Unpaid freight charges often result in litigation. Strategically, the intermediary may want to retain counsel for the collection on a contingency basis, with the understanding that the net recovery could be reduced by as much as fifty percent depending on the amount in controversy.

After the complaint for unpaid freight charges is filed, cargo owners inevitably seek an offset for real or imagined cargo damage, and claims for consequential or special damages. That offset becomes the basis for a counterclaim for loss or damage to cargo.

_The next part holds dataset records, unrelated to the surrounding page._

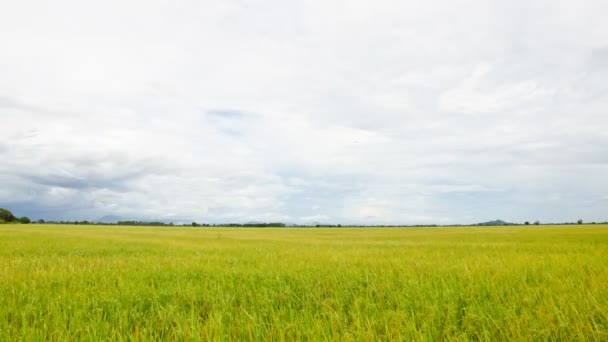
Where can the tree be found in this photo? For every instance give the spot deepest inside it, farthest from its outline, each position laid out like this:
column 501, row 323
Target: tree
column 6, row 215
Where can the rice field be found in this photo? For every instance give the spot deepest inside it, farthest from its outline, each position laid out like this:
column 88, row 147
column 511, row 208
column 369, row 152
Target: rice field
column 94, row 283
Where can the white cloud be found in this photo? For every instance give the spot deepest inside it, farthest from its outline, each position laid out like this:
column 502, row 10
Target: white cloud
column 391, row 112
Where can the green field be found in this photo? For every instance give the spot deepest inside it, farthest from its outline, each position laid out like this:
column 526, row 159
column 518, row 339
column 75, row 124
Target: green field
column 134, row 283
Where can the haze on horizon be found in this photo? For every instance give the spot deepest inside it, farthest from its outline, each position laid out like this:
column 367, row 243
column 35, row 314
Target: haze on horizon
column 383, row 112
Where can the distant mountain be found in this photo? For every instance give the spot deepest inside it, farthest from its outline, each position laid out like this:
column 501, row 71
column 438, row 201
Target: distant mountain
column 495, row 223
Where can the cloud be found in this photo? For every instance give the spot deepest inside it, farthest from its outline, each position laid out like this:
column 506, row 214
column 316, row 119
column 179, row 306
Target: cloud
column 345, row 112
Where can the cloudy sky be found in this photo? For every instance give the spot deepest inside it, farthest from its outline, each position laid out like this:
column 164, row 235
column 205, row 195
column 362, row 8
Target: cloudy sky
column 367, row 112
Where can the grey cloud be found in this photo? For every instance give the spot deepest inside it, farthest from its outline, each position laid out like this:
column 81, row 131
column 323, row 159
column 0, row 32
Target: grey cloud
column 392, row 112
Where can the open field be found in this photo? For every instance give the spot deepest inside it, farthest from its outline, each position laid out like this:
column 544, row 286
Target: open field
column 97, row 283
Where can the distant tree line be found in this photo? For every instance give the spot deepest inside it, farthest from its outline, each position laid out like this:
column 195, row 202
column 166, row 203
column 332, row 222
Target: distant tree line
column 7, row 217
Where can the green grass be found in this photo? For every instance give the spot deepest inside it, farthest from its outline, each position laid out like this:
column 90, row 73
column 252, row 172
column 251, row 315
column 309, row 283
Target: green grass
column 136, row 283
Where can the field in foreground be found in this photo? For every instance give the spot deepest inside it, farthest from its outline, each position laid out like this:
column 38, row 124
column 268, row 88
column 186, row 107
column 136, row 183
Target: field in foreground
column 99, row 283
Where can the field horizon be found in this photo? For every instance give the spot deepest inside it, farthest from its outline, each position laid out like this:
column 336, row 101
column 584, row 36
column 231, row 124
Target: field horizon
column 61, row 282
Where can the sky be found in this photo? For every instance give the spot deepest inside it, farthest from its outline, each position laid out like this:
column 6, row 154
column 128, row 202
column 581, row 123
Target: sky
column 351, row 112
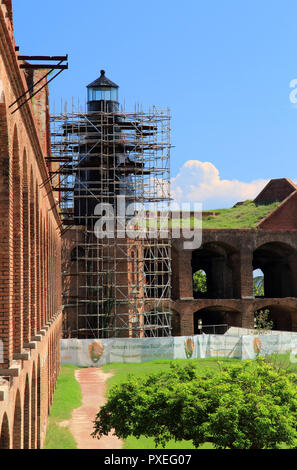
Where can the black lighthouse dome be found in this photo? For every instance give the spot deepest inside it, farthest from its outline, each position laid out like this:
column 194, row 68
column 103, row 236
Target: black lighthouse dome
column 103, row 94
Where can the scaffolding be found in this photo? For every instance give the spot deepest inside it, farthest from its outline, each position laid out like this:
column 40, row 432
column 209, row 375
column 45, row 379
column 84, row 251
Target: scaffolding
column 113, row 186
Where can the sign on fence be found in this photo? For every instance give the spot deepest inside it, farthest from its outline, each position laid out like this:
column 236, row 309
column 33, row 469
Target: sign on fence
column 95, row 353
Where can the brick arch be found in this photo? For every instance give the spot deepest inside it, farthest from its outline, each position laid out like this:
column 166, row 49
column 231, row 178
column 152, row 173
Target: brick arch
column 4, row 433
column 219, row 262
column 277, row 260
column 33, row 407
column 17, row 203
column 26, row 413
column 17, row 422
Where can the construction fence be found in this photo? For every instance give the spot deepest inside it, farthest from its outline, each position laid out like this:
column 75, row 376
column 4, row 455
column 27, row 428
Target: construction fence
column 95, row 353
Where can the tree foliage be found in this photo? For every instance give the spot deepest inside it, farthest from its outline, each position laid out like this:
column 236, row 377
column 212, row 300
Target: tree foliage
column 258, row 286
column 200, row 282
column 250, row 405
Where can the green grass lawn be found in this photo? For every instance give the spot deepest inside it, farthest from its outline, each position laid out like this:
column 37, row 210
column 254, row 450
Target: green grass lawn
column 67, row 397
column 122, row 371
column 246, row 215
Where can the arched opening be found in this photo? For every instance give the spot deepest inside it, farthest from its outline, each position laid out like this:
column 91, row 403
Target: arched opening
column 274, row 317
column 215, row 320
column 258, row 283
column 17, row 423
column 199, row 284
column 273, row 259
column 4, row 433
column 155, row 272
column 33, row 408
column 217, row 264
column 26, row 423
column 175, row 324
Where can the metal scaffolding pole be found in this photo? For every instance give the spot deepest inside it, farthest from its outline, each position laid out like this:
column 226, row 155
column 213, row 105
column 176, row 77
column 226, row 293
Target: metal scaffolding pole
column 116, row 286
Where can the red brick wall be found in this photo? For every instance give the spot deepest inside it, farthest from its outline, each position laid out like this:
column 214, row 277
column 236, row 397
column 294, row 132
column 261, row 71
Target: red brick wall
column 275, row 190
column 30, row 258
column 283, row 217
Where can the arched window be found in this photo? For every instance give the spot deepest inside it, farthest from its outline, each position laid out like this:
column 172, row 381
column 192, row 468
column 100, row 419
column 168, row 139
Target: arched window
column 258, row 280
column 199, row 283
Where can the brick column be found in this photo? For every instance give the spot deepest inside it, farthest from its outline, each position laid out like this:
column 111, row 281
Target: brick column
column 243, row 273
column 184, row 286
column 6, row 244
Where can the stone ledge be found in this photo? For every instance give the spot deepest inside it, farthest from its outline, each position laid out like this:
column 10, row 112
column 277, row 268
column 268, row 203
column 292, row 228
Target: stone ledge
column 23, row 356
column 11, row 372
column 3, row 392
column 31, row 345
column 37, row 338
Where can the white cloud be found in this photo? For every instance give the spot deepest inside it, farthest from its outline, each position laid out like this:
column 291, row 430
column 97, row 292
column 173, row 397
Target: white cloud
column 200, row 182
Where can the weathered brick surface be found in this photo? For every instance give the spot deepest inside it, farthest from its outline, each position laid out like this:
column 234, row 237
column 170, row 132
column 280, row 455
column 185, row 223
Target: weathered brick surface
column 235, row 255
column 30, row 258
column 276, row 190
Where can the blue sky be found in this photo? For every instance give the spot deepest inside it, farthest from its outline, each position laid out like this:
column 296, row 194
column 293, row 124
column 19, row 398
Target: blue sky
column 222, row 67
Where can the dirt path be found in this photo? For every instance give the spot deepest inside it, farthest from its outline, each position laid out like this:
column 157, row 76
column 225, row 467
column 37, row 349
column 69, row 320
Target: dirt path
column 93, row 387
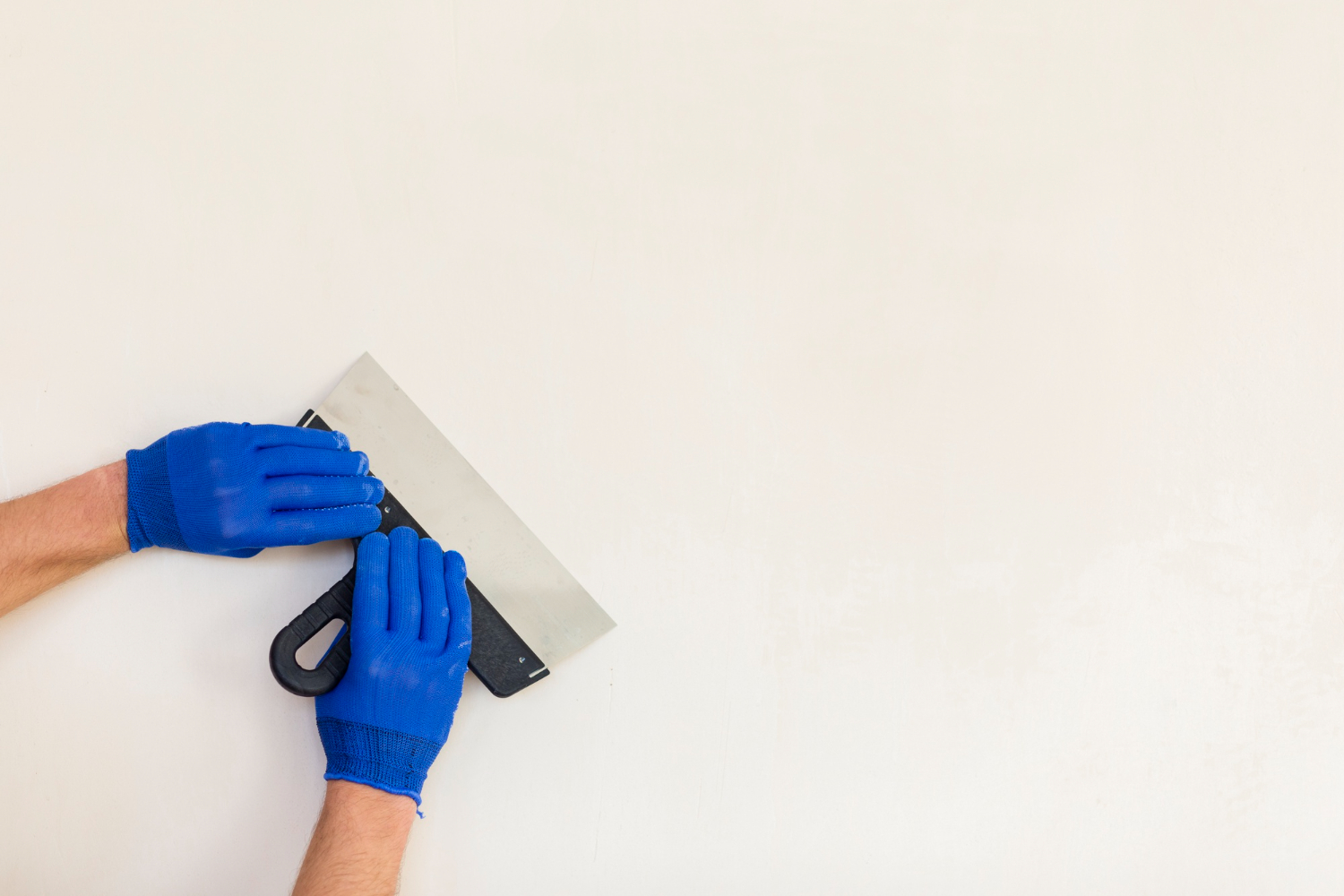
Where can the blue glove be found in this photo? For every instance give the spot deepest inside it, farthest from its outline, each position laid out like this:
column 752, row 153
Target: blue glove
column 410, row 635
column 234, row 489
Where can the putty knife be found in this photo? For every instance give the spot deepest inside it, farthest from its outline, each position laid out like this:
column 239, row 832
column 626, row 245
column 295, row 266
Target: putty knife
column 527, row 611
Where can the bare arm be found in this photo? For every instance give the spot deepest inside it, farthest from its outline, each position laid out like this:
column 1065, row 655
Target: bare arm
column 56, row 533
column 358, row 845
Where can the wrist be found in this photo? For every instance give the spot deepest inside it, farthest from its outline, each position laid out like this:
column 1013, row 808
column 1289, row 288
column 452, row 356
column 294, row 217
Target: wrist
column 390, row 761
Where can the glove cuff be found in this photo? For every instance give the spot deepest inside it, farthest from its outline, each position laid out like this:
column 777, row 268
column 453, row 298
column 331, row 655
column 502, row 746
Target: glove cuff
column 151, row 517
column 376, row 756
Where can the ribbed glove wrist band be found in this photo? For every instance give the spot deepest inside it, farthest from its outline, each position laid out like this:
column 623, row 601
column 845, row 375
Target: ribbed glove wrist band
column 376, row 756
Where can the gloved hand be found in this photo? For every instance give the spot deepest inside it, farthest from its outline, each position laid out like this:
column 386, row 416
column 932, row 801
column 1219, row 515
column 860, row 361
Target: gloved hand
column 410, row 635
column 236, row 487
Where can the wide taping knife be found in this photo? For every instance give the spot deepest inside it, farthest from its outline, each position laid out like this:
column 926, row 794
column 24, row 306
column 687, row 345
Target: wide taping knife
column 527, row 610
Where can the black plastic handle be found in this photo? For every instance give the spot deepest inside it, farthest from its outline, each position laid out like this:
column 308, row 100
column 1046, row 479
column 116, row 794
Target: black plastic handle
column 500, row 659
column 336, row 603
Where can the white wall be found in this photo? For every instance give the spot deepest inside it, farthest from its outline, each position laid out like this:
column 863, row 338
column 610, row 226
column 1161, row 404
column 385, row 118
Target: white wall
column 943, row 398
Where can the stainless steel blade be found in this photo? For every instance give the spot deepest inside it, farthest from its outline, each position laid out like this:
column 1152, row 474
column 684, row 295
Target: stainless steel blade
column 534, row 592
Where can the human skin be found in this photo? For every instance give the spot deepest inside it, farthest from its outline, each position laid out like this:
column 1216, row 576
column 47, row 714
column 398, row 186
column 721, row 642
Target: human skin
column 358, row 845
column 53, row 535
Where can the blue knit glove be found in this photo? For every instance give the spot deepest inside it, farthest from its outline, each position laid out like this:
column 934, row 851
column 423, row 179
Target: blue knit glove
column 410, row 635
column 234, row 489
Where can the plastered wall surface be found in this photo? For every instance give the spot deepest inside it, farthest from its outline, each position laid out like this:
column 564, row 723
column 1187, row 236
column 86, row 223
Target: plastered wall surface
column 943, row 398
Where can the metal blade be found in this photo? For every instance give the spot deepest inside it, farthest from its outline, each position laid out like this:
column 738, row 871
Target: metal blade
column 537, row 595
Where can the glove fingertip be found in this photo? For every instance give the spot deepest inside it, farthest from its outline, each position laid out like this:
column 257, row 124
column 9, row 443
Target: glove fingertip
column 454, row 565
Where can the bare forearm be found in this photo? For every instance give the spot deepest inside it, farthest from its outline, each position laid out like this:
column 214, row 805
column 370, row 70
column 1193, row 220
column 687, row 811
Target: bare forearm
column 358, row 845
column 56, row 533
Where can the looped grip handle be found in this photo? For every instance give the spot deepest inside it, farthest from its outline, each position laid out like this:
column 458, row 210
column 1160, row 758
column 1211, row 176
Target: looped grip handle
column 336, row 603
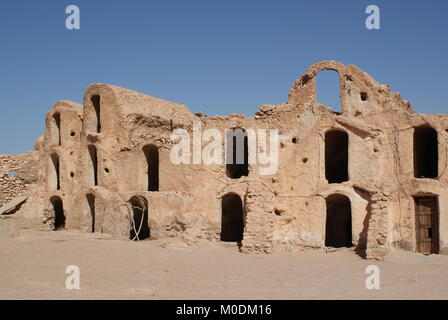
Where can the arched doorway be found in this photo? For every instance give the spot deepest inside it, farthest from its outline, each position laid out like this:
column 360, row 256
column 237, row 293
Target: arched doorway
column 139, row 225
column 232, row 218
column 338, row 227
column 59, row 216
column 336, row 156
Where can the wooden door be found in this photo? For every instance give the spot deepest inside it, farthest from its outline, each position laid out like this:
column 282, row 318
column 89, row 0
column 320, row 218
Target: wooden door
column 427, row 224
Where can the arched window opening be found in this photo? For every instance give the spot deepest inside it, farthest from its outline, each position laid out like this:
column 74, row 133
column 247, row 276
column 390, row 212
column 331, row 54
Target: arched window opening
column 237, row 154
column 336, row 156
column 426, row 153
column 91, row 203
column 232, row 218
column 93, row 165
column 338, row 228
column 152, row 167
column 139, row 225
column 328, row 90
column 59, row 216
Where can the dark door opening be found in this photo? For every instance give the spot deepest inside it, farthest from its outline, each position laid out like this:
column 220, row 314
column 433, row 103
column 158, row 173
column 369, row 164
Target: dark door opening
column 96, row 123
column 94, row 164
column 91, row 203
column 232, row 218
column 59, row 217
column 237, row 153
column 426, row 153
column 336, row 156
column 427, row 224
column 152, row 161
column 56, row 181
column 57, row 123
column 328, row 90
column 139, row 229
column 338, row 228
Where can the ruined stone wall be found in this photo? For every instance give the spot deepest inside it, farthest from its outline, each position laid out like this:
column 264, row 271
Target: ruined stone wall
column 92, row 158
column 17, row 174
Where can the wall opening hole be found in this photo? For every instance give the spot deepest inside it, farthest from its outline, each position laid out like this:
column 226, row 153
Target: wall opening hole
column 93, row 165
column 232, row 218
column 139, row 228
column 57, row 124
column 237, row 153
column 54, row 173
column 336, row 156
column 338, row 228
column 151, row 153
column 96, row 122
column 59, row 216
column 426, row 153
column 328, row 89
column 91, row 203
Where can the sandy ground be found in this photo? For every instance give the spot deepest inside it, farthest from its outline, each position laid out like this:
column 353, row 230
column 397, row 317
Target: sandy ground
column 33, row 267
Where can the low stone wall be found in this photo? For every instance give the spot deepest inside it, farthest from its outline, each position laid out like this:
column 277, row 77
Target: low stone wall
column 18, row 173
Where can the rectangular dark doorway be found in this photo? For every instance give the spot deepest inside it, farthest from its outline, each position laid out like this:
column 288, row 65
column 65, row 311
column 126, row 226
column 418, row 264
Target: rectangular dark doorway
column 427, row 224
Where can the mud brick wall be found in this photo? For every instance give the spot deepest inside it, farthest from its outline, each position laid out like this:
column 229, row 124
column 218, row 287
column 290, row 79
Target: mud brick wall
column 16, row 175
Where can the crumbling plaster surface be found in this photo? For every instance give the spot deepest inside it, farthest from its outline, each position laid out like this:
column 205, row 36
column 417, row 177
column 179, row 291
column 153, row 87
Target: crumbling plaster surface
column 284, row 211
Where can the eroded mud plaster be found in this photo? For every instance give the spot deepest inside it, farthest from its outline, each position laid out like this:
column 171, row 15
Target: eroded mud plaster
column 94, row 159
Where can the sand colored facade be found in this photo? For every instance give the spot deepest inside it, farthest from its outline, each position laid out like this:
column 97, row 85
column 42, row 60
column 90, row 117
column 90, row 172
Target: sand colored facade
column 373, row 176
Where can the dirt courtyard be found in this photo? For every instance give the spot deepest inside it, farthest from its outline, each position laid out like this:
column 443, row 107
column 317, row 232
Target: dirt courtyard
column 33, row 267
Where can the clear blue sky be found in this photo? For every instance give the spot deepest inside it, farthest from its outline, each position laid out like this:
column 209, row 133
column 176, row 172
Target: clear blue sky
column 214, row 56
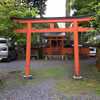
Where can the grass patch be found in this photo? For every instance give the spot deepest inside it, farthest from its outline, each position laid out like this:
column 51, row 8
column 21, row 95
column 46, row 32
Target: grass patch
column 78, row 86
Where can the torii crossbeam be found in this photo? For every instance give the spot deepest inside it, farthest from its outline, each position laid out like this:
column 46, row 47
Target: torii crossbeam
column 51, row 21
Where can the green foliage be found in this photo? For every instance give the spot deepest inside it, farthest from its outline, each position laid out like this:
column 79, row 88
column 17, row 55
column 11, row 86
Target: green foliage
column 40, row 5
column 9, row 8
column 85, row 8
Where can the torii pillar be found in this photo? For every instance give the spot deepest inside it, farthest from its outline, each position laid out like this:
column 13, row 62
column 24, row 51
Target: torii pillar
column 75, row 29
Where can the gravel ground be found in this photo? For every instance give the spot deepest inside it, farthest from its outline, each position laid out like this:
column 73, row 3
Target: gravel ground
column 45, row 90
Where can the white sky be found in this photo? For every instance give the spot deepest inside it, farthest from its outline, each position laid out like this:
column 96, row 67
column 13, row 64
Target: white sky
column 55, row 8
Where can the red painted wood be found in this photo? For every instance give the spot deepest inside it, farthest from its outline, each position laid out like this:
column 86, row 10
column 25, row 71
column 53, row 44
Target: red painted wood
column 76, row 50
column 80, row 29
column 28, row 50
column 53, row 20
column 75, row 29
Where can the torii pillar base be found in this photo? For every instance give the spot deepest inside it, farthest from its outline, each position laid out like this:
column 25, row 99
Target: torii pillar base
column 77, row 77
column 28, row 77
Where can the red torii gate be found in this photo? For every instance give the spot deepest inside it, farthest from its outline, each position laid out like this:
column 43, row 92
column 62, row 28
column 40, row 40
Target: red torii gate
column 51, row 21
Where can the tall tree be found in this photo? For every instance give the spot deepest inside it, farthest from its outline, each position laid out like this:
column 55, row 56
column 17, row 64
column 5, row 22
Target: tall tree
column 85, row 8
column 9, row 8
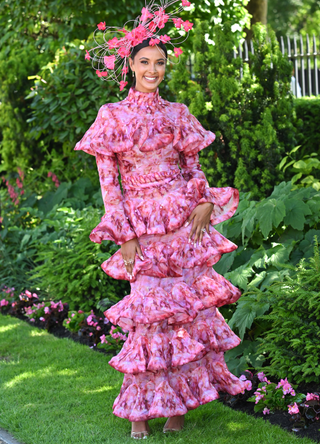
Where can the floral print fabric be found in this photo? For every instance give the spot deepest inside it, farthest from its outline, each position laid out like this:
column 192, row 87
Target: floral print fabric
column 173, row 358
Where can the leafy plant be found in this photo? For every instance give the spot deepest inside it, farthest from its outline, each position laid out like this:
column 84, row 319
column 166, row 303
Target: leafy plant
column 302, row 168
column 292, row 343
column 253, row 116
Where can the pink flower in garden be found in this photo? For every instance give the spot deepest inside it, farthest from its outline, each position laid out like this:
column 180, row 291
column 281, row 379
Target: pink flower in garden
column 145, row 15
column 154, row 42
column 312, row 397
column 101, row 26
column 109, row 61
column 187, row 25
column 261, row 377
column 165, row 38
column 177, row 51
column 293, row 409
column 177, row 22
column 123, row 52
column 123, row 84
column 113, row 43
column 103, row 339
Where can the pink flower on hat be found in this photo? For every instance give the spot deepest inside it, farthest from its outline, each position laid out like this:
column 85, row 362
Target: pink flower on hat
column 164, row 38
column 177, row 22
column 154, row 42
column 109, row 61
column 293, row 409
column 123, row 52
column 101, row 26
column 113, row 43
column 145, row 15
column 123, row 84
column 187, row 25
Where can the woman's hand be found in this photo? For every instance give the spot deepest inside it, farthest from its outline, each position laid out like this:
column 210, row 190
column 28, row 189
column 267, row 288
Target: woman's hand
column 201, row 219
column 129, row 250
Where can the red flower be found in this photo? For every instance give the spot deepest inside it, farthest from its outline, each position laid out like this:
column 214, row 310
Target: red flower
column 187, row 25
column 101, row 26
column 123, row 84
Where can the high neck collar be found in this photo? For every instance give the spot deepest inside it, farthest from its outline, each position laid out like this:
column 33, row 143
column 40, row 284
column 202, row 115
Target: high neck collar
column 141, row 98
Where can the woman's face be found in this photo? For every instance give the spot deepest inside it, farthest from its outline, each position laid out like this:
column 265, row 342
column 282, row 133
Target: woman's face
column 149, row 66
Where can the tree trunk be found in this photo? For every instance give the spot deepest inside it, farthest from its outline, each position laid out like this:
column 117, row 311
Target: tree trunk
column 258, row 9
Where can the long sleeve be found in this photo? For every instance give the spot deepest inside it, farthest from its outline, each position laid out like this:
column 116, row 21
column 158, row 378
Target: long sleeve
column 114, row 224
column 225, row 200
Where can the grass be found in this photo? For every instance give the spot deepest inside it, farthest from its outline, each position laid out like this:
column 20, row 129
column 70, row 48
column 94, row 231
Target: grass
column 56, row 391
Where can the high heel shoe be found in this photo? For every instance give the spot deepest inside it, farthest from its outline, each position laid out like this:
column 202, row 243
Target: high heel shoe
column 172, row 429
column 141, row 435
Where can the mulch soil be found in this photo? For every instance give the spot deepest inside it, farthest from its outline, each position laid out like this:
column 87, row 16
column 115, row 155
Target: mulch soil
column 240, row 403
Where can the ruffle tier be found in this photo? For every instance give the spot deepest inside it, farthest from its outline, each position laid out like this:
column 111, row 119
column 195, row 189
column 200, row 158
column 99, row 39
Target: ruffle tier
column 161, row 345
column 174, row 391
column 179, row 305
column 121, row 126
column 148, row 215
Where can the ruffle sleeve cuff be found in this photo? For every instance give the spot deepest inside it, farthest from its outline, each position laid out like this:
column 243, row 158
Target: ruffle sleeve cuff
column 190, row 136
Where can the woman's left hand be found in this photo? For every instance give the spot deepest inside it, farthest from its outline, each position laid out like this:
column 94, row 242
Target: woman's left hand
column 201, row 219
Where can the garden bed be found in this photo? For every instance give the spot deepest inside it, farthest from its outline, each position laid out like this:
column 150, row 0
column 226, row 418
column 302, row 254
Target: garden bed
column 239, row 403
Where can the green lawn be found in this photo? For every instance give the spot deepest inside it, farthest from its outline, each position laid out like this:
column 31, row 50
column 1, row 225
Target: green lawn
column 56, row 391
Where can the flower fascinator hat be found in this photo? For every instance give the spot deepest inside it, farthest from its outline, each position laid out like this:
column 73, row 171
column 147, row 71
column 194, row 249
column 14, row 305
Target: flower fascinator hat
column 114, row 45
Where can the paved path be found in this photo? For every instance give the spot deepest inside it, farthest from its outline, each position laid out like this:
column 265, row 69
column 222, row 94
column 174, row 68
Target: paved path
column 5, row 438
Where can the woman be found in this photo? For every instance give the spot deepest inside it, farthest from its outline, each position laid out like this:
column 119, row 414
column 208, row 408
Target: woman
column 173, row 358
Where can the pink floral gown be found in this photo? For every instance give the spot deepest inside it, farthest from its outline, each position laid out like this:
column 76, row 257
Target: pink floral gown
column 173, row 360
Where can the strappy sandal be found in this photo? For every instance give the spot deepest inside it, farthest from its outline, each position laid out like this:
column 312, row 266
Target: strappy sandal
column 172, row 429
column 141, row 435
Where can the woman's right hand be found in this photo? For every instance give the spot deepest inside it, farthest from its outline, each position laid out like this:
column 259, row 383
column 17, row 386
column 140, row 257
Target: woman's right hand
column 129, row 250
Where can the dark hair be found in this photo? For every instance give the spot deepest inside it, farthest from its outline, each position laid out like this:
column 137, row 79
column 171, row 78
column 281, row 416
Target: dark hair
column 142, row 45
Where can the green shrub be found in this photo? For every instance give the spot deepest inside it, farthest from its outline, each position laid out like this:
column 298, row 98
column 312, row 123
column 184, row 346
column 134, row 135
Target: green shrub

Consider the following example:
A transportation intermediary is owed $50,000 in unpaid freight charges from their customer. Their customer has failed to respond to the requests for payment. Subsequently, the transportation intermediary sues their customer. Their customer responds with a counterclaim refusing to pay the charges on the basis that several shipments were delivered damaged and the transportation intermediary is responsible for the damaged cargo.

In many cases, the counterclaim is tendered to the intermediary’s liability insurer for defense and indemnity under their Errors and Omissions or Cargo Legal Liability policy. However, before the transportation intermediary tenders the counterclaim to their insurance company asking that defense be provided, they should consider if the benefits outweigh the costs. Key points to consider are:

  • Does the claim deductible apply to the defense costs?
  • Is the cargo claim less than or equal to the deductible?
  • What is the aggregate policy limit?
  • Does the policy give the insurer the right to settle the claim?
  • What is expected in mediation?
  • What effect will the insurance claim have on future premiums?

When first presented with such a claim, the insurance company will likely advise a client that the costs to pursue the outstanding receivables are not covered by the policy. The policy may respond to defense costs as it relates to the allegation of cargo loss/damage.  In addition, some policies may not have first dollar defense, meaning the transportation intermediary may be obligated to pay the costs to defend the allegation until their deductible is exhausted.

Defending cross-claims can also affect policy limits. Most E&O policies have aggregate limits per year, so transportation intermediaries need to be aware that the money spent to defend a cross-claim will reduce the overall limit available under the policy.

Transportation intermediaries should be aware that most policies give the insurer the right to settle claims as they deem appropriate. Depending on the circumstances the insurance company may decide to settle the counterclaim even though the freight charge is still in dispute. Settling the counterclaim will often streamline the litigation and give the insurance company a clear path to recovery from liable third parties. However, not all transportation intermediaries favor such settlements and expect the insurer to vigorously defend the counterclaim, even if it can be settled for less than the cost of defense. While the allegations in the cross-claim may be baseless, typically some form of investigation must take place in order to determine the liability of the intermediary. Consequently, these actions in turn will incur more costs. Intermediaries should not expect the insurer to spend more in fees and costs than they would to settle the counterclaim.

If the case is mediated, all parties are expected to participate in good faith and arrive at a compromise. The intermediary should expect to modify the amount of the freight claim. The cargo owner should be prepared to modify its unpaid freight charges. The amount of compromise, by either party, will depend on the facts and circumstances of the case.

Recovery of unpaid freight charges requires a thoughtful strategy that addresses all factors involved in pursuit and settlement. Transportation intermediaries should be prepared to respond to counterclaims from their clients and then weigh the benefits versus costs of involving their liability insurer.